Rectus femoris and vastus intermedius thickness did not correlate with isokinetic normalized peak torque. However, there was a negative correlation with subcutaneous fat thickness (r = −0.50, p = 0.008). The same pattern was evident for isometric normalized peak torque, with an inverse correlation present for subcutaneous fat thickness (r = −0.56, p = 0.002). TUG time trended toward a correlation with rectus femoris thickness (r = −0.37, p = 0.06), but there were no correlations with vastus intermedius or subcutaneous fat thickness.

Rectus femoris thickness correlated with DEXA measured right thigh muscle mass (r = 0.53, p = 0.0045), as did vastus intermedius thickness (r = 0.54, p = 0.004). There was no correlation observed with subcutaneous fat thickness. For DEXA measured right thigh fat mass, there was a strong correlation with subcutaneous fat thickness (r = 0.81, p < 0.0001). There were no correlations between DEXA measured right thigh fat mass and muscle thickness.

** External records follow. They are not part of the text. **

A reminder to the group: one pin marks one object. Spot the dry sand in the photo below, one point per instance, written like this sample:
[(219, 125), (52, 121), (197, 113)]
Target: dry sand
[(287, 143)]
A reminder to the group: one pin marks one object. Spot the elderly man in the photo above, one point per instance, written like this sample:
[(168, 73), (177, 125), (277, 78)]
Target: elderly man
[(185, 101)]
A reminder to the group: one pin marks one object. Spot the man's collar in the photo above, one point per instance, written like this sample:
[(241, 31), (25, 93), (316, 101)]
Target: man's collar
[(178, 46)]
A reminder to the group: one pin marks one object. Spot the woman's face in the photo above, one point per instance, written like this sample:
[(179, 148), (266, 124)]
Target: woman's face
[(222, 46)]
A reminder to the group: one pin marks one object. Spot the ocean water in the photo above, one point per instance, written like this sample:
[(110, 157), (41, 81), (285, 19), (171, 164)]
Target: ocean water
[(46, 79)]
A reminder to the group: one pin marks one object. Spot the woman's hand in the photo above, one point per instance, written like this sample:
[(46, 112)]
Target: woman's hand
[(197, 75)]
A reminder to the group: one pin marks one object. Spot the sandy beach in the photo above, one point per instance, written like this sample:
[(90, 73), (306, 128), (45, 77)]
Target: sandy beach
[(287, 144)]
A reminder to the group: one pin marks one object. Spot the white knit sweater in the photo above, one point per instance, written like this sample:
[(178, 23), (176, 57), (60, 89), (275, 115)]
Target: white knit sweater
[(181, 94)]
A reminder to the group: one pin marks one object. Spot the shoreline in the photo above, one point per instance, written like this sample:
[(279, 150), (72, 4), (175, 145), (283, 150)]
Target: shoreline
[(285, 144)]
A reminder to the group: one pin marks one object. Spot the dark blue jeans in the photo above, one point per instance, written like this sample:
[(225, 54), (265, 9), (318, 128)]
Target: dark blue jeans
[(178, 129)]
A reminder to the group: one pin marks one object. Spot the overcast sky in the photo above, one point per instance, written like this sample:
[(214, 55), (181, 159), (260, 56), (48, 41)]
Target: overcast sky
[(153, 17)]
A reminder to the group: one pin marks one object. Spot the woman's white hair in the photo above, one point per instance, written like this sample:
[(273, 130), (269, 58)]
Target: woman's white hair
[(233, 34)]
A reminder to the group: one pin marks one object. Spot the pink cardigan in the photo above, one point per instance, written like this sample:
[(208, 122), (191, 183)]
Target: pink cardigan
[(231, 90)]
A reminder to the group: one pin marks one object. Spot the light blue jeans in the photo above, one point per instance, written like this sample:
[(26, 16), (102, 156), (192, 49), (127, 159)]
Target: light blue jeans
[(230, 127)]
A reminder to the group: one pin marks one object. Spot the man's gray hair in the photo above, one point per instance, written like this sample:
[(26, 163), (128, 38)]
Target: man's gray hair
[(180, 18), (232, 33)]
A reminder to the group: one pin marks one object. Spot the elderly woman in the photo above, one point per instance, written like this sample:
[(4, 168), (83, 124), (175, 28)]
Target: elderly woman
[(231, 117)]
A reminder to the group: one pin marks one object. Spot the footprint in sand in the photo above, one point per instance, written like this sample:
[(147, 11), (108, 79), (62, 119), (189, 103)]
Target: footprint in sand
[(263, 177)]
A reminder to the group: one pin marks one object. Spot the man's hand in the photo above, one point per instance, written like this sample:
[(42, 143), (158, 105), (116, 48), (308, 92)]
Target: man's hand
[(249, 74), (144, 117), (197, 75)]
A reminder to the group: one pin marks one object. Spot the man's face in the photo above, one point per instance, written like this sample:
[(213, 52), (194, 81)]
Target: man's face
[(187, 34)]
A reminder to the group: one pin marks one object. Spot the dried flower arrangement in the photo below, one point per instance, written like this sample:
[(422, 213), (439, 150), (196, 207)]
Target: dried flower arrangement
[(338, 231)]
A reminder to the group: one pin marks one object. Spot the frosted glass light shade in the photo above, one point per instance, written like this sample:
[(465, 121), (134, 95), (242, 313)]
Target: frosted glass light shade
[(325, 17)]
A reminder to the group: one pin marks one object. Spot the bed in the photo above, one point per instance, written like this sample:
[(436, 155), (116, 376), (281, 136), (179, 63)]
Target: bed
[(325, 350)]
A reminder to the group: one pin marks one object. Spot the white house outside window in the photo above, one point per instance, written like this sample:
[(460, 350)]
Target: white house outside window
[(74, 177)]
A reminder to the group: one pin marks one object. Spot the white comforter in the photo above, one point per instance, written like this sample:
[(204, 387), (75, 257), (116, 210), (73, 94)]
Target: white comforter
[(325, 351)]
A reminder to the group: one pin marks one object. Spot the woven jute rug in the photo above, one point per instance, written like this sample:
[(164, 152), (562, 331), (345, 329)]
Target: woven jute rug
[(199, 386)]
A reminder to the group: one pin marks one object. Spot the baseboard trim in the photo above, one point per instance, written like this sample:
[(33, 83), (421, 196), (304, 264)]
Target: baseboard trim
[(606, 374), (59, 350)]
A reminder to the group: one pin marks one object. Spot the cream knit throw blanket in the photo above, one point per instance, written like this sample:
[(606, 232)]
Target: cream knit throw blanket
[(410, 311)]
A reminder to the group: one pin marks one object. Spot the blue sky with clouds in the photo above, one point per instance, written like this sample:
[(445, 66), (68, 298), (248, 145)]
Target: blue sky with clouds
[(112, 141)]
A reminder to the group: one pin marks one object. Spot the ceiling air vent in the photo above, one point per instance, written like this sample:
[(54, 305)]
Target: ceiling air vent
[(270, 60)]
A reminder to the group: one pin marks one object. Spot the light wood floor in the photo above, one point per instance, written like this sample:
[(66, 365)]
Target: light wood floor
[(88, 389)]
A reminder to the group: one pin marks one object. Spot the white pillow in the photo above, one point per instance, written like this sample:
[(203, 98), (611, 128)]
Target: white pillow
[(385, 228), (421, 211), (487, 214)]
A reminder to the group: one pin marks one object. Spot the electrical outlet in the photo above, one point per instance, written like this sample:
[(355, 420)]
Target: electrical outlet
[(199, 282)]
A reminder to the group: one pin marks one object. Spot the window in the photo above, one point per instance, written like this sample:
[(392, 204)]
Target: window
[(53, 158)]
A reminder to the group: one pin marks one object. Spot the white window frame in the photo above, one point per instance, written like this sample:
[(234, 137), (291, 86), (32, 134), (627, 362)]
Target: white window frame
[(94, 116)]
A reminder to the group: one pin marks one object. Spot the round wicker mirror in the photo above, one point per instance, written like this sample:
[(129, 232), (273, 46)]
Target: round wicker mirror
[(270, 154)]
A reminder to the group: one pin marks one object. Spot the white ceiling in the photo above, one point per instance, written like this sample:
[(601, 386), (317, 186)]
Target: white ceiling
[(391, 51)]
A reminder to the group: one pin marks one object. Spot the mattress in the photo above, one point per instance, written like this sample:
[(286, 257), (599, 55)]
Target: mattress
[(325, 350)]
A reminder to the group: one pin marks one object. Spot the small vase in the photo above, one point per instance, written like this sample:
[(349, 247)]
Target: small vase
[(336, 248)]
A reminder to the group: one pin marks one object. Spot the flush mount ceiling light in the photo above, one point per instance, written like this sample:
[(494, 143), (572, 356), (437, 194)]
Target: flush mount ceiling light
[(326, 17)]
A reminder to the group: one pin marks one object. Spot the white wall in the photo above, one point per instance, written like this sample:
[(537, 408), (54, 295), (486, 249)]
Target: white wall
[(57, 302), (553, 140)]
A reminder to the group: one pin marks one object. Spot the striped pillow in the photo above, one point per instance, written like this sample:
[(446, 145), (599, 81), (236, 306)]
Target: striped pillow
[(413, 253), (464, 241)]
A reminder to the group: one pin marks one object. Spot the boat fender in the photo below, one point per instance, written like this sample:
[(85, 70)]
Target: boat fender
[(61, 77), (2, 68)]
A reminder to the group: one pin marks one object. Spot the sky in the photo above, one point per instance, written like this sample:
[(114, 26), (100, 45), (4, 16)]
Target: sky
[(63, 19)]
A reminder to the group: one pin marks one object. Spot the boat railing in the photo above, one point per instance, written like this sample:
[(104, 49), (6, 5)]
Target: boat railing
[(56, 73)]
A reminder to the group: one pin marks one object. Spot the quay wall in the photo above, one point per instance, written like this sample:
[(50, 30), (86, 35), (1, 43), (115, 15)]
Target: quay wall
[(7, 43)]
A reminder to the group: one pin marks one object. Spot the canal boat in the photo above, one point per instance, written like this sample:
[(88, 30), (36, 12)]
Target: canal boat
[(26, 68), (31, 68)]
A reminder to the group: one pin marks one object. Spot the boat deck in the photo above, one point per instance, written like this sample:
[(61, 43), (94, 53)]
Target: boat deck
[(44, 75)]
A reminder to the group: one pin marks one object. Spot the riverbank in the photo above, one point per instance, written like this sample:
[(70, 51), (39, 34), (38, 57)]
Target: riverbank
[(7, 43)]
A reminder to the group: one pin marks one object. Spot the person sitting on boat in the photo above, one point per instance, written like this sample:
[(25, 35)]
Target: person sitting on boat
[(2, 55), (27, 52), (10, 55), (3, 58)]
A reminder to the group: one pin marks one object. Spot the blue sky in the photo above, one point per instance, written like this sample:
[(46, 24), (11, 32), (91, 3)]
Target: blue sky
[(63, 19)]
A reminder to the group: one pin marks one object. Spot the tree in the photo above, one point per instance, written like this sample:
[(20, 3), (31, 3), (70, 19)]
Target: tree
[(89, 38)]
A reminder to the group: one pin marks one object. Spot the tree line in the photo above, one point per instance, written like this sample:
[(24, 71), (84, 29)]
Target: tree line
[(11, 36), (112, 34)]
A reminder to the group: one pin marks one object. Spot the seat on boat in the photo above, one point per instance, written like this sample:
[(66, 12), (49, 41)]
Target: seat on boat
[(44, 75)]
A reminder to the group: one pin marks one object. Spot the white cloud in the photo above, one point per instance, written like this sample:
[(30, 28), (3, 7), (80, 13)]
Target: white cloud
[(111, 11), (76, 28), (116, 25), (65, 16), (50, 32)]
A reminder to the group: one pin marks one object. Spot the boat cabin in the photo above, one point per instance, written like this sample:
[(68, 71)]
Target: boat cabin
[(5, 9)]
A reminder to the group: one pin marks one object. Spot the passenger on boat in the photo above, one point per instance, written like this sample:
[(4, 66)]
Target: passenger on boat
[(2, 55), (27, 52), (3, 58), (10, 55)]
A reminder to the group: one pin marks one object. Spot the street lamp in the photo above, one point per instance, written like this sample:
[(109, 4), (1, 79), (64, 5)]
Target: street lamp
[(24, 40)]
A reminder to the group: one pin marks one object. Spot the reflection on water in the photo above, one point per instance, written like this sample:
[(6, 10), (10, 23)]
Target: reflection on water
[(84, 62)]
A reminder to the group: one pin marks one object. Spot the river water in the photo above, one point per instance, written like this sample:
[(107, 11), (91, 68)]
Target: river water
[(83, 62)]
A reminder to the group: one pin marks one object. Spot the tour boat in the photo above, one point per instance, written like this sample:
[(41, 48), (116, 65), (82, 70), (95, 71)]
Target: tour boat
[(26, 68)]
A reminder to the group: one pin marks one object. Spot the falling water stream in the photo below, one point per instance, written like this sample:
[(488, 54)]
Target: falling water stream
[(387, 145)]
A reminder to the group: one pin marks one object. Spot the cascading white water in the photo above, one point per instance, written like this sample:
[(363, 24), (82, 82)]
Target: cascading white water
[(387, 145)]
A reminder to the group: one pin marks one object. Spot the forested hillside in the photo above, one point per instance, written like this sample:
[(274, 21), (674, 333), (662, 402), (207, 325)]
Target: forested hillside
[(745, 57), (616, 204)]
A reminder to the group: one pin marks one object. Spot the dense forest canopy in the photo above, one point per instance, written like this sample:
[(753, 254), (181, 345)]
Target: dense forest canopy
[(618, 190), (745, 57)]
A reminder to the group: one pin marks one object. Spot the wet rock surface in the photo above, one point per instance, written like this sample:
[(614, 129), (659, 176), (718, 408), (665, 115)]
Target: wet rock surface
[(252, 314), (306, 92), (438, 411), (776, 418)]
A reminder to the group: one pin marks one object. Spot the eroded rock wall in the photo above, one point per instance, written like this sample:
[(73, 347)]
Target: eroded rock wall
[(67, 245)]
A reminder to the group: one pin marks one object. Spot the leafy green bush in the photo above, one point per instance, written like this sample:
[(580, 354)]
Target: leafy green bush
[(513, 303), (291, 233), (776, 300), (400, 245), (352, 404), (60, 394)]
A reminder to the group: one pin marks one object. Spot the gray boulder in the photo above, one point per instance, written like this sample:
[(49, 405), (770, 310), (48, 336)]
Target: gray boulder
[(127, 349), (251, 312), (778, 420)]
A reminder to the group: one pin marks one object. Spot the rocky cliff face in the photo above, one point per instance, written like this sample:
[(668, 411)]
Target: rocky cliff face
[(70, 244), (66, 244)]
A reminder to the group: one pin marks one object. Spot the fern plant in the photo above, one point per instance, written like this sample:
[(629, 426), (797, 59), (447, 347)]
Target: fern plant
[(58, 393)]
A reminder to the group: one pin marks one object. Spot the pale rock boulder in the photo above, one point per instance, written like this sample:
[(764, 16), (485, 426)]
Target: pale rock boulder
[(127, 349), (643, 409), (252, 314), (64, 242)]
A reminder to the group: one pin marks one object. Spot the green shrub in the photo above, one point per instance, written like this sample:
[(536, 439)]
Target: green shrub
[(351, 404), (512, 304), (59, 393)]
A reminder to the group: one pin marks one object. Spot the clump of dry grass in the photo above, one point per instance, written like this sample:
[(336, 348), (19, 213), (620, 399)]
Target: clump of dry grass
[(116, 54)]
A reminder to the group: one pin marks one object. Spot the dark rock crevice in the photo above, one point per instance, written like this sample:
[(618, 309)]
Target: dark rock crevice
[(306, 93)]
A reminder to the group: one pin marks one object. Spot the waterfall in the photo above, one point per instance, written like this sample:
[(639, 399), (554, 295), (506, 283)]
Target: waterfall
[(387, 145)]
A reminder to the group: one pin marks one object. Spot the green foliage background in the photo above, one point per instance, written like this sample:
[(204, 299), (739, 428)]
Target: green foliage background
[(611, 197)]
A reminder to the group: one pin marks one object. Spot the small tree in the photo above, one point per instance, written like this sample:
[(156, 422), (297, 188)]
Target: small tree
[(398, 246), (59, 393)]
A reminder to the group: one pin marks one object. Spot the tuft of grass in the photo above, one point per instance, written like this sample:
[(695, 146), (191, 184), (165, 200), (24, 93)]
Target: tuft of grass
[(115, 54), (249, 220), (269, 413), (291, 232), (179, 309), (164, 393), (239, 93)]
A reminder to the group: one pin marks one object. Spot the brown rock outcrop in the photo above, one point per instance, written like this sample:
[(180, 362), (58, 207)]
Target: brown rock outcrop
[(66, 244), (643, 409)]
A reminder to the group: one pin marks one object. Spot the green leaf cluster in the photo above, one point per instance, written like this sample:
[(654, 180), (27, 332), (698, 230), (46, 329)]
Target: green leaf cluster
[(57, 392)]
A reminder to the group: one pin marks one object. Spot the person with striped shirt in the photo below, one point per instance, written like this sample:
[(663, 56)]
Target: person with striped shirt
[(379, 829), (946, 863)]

Muscle echointensity measures were also analyzed. Rectus femoris echointensity did not correlate with isokinetic normalized peak torque or TUG time, but did inversely correlate with isometric normalized peak torque (r = −0.48, p = 0.01). Vastus intermedius echointensity did not correlate with isokinetic normalized peak torque, isometric peak torque or TUG time. There was a trend between rectus femoris echointensity and DEXA-measured fat mass of the right leg (r = 0.35, p = 0.07) that was not seen for vastus intermedius. Similarly, a trend toward an inverse correlation between rectus femoris echointensity and DEXA-measured muscle mass of the right thigh was present (r = −0.33, p = 0.09). In addition, there was an inverse correlation between vastus intermedius echointensity and DEXA-measured muscle mass of the right thigh (r = −0.52, p = 0.006)

3.2.2. sEIM

At 50 kHz, moderate negative correlations were noted between isometric normalized peak torque of knee extension and R (r = −0.46, p = 0.016) and phase (r = −0.45, p = 0.02), but not for Xc. No correlations were observed between the 50 kHz measures and isokinetic normalized peak torque of knee extension. No significant correlations were found between the 50 kHz measures and TUG time, although a trend was seen for θ (r = 0.35, p = 0.07).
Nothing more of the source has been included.